Introduction of SSH
SSH is a network protocol used for encrypted login between computers. Principle:
- The remote host receives the login request from the user and sends its public key to the user.
- The user uses the public key to encrypt the login password and send it back.
- Using its own private key, the remote host decrypts the login password and, if the password is correct, allows the user to log in.
When the public key of the remote host is accepted, it is stored in the local file ~/.ssh/known_hosts. In addition, the system also has such a file, usually /etc/ssh/ssh_known_hosts, which holds the public key of the remote host that can be trusted by all users.

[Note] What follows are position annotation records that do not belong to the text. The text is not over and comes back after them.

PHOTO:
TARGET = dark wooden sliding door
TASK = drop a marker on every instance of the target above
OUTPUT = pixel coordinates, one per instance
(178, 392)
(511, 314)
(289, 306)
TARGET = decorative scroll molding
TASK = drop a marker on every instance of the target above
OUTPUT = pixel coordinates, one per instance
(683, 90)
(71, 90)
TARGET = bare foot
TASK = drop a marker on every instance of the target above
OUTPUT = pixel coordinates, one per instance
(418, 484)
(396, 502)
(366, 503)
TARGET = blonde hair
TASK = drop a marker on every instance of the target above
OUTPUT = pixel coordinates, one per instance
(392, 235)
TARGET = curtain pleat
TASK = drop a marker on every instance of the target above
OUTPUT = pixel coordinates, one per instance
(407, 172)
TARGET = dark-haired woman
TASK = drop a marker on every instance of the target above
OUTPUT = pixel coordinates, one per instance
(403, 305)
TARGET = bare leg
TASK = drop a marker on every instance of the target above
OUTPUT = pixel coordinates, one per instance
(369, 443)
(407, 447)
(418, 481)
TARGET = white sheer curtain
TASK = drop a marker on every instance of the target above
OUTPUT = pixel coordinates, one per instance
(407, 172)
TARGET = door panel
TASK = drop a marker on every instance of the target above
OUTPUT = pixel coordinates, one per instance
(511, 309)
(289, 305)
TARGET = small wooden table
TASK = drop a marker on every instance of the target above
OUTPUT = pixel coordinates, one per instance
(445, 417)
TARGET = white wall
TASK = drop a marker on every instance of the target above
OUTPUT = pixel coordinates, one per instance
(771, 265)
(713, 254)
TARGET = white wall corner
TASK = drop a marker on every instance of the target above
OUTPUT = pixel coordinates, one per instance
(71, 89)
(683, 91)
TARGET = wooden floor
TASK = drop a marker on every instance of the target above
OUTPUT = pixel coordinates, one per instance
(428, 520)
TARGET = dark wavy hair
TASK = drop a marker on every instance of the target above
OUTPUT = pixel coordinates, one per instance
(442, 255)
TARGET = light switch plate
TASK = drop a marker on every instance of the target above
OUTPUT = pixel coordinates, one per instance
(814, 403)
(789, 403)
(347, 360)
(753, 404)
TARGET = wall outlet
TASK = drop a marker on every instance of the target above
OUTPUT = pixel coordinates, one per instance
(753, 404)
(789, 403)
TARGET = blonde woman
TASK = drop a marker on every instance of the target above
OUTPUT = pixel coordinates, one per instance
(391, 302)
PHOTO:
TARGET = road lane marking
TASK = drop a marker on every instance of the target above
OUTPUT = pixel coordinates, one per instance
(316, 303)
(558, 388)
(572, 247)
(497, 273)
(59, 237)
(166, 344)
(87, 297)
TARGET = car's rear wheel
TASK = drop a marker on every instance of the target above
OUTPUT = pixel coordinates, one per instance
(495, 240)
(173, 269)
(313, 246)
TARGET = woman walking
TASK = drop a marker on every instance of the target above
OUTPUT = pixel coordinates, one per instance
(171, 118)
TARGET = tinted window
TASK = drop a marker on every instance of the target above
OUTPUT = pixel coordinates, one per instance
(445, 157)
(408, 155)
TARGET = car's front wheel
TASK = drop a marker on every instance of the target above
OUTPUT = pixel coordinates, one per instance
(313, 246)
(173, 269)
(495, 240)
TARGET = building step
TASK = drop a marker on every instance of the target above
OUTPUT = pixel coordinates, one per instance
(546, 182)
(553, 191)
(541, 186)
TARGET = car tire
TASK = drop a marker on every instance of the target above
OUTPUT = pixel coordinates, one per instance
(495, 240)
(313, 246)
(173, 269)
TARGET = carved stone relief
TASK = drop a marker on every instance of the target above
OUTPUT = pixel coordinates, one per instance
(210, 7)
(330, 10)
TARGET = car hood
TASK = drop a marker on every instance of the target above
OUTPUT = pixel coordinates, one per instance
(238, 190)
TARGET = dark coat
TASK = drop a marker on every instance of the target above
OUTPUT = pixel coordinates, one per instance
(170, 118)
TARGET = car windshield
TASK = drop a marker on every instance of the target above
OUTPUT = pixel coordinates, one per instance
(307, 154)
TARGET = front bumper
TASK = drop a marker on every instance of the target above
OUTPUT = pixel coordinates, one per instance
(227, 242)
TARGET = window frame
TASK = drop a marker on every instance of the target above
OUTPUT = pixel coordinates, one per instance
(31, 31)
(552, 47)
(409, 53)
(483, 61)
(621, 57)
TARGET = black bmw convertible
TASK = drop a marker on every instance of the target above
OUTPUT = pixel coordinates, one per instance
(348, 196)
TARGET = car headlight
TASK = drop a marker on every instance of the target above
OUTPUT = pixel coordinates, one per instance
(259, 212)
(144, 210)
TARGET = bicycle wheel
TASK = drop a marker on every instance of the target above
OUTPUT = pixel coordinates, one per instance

Commonly used instructions
- Log in to the server locally SSH user@remote -p port. If the port number is 22, SSH user@remote and log in to exit
- Local password-free login to ssh-copy-id user@remote -p port, which is especially useful when writing script server control
- Add some content to the alias code ~/. SSH /config to log in to the server using SSH selfname without remembering the server IP address
- Run the SSH selfname “CD ~; Ls “will execute the command in quotes on the server, after which it will automatically shut down the remote service
- SCP username@a PC IP: file path username@b PC IP: folder path: SCP username@a PC IP: file path username@b PC IP: folder path: SCP username@a PC IP: file path username@b PC IP: folder path: -r
ssh user@remote -p port
# user is your user name on the remote machine, which defaults to the current user if not specified
# remote is the address of the remote machine, which can be an IP address, domain name, or an alias mentioned later
# port is the port on which the SSH Server listens. If not specified, the default value is 22
# SSH [email protected] for example
Copy the codeSSH: connect to host remote port 22: SSH: connect to host remote port 22: Connect to host remote port 22: Sudo apt-get install openssh-server sudo apt-get install openssh-server sudo apt-get install openssh-server
Avoid close login
Is it annoying to have to enter a password every time you SSH? The opposite of password authentication is public key authentication. In other words, to achieve password-free login, you need to set an SSH key first. That is, the local computer generates a public key private key, and then put the public key on the remote server! The principle is simple: users store their public keys on a remote host. At login, the remote host sends the user a random string, which the user encrypts with his private key, and sends back. The remote host decrypts the shell using the public key stored in advance. If successful, the user is proved to be trusted and is allowed to log in to the shell without requiring a password.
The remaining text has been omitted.